Oral Yeast Carriage and Salivary Protein Profiles in Xerostomia Subjects and in Age- and Gender-Matched Controls

Abstract

Aims: To investigate if there is a significant association between increased oral colonisation by yeast species, such as C. albicans, and a sensation of dry mouth, and if there is a difference in the saliva proteins detected in xerostomia subjects from those in age- and gender-matched controls.
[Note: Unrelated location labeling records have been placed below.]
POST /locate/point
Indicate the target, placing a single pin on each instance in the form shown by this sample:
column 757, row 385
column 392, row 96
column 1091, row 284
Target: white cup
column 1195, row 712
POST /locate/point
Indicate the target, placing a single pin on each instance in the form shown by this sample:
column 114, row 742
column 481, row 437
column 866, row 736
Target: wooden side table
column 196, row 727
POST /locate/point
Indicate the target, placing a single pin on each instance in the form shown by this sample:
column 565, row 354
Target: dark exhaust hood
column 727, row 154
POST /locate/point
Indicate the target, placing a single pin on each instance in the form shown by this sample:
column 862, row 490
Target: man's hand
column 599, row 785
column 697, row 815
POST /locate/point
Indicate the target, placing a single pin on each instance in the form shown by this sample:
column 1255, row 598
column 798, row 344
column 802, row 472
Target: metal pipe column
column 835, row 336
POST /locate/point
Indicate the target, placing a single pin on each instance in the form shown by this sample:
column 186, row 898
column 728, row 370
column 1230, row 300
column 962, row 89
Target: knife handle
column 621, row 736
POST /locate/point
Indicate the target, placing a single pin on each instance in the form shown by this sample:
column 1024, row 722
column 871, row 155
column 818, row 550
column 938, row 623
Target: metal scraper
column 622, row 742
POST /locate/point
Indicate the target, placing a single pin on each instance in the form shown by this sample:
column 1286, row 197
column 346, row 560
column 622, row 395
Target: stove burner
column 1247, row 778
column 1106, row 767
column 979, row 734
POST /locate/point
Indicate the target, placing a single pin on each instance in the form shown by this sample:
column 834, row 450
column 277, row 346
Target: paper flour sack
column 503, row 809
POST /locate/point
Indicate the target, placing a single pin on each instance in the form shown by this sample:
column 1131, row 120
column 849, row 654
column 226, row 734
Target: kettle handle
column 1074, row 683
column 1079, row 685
Methods: This was a cross-sectional study (ethical approval: LRS/10/09/034) in which oral yeast carriage and saliva proteins were investigated in saliva rinse samples. Mouth rinses (10 ml bottled water for 30 s) were obtained from 20 individuals attending Oral Medicine clinics; inclusion criteria included self-reported dry mouth. Samples were also obtained from 20 age- and gender-matched controls. Study participants completed a medical questionnaire. Yeast numbers and species were presumptively identified using chromogenic agar plates (CHROMagarTM Candida). Saliva samples were subjected to SDS-PAGE analysis of protein content. Salivary proteins were visualized by two staining techniques; a Coomassie Blue-based commercial stain (EZBlueTM) and the more sensitive silver stain. Protein profiles were analyzed and compared both by visual comparison to an internal standard and by using an automated image analysis system (Gel DocTM EZ).

Results: Examination of the patient data revealed that there were several possible causes of the self-reported dry mouth including use of medications linked to xerostomia and denture wearing. Sixteen of the 20 dry mouth patient had a salivary flow rate ≤ 0.1 ml/min. Five patients met the criteria for Sjögren’s syndrome.

The prevalence of yeasts in saliva samples from individuals reporting a dry mouth was significantly greater (p < 0.05) than in control samples. There was also a greater number of yeast species and a greater total number of yeast cells in the xerostomia saliva samples. Interestingly, although 18/20 xerostomia subjects were colonised by yeast presumptively identified as C. albicans six of these subjects were also colonised by a yeast presumptive identification as Candida glabrata. C. glabrata is an emerging opportunistic pathogen, which shows inherent resistance to the azole class of antifungal drugs. There was a weak negative correlation between the number of yeast present in the rinse sample and the saliva flow rate for xerostomia subjects.

Protein profile analysis confirmed the utility of an automated image analysis system. Although the system allowed rapid comparison of gels and determination of the molecular weights of individual proteins, it had less sensitivity than use of a non-automatic digital camera and visual analysis of images. However, neither method revealed any consistent differences between the salivary protein profiles of the two subject groups.

Conclusions: The study showed that oral colonisation by yeasts in individuals with xerostomia occurred at a greater frequency than in healthy individuals and thus individuals with xerostomia may be more susceptible to oral yeast infections. No significant differences in the salivary protein profiles of xerostomia subjects and healthy controls were observed, and therefore it was not possible to determine whether salivary protein changes could be responsible for the increased prevalence of oral yeast colonisation in individuals with xerostomia. However, the study showed that factors other than low saliva flow may contribute to increased oral yeast colonisation in such individuals.

This project was supported by a University of Otago Faculty of Dentistry Fuller scholarship.